There are several ways to approach this question and, in the end, the answer lays perhaps as much in opinion as in quantity.
Wolfe's single short story in Mauve Gloves is "The Commercial" which applies the principles of New Journalism to an imaginary interview with a up-and-coming black baseball star who has his first run-in with New York advertisers who expect him to fulfill a stereotype, though they cap it off with self-deprecating renunciation of the stereotype enunciated. It may be considered innovative to apply the tenets of New Journalism to a short story except that New Journalism borrowed from Realism in literature, like Zola's, to create a deeply feeling journalism style.
A literary technique Wolfe employs in "The Commercial" is the double point of view in which different parts of the story are told by different participants, with a third point of view offered by an objective narrator at the end.
It was of those commercials that people repeat lines from. He became known as a personality ... with the scales lifted from his eyes. He began to Speak Out ... and, ... to be Black Enough ....
In addition to this, Wolfe borrows a technique from French novelist Robbe-Grillet whereby the same period of time is represented through varying points of view. In "The Commercial," this is evident in that both Willie Hammer and Foley tell the story of Willie's first introduction to and night out with Foley and Norm. The altering points-of-view give altering perspectives on the personalities and credibility of Willie, Foley and Norm, and on the events they are associated with: dinner out, making the commercial, and the incident on the stairs.
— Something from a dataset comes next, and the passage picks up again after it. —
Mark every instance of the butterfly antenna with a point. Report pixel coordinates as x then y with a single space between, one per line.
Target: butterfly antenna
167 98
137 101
It seems from this analysis that Wolfe is not as innovative in short stories as in reporting. The techniques he uses in "The Commercial" were not new to him, they have been used before by others, and applying New Journalism to fiction is rather a "back formation" of reapplying literary techniques back to their original source. In addition, Wolfe has not written as many short stories as he has essays and novels. So, based on these points, I would say that Wolfe's short stories are not innovative in the way his journalism is innovative.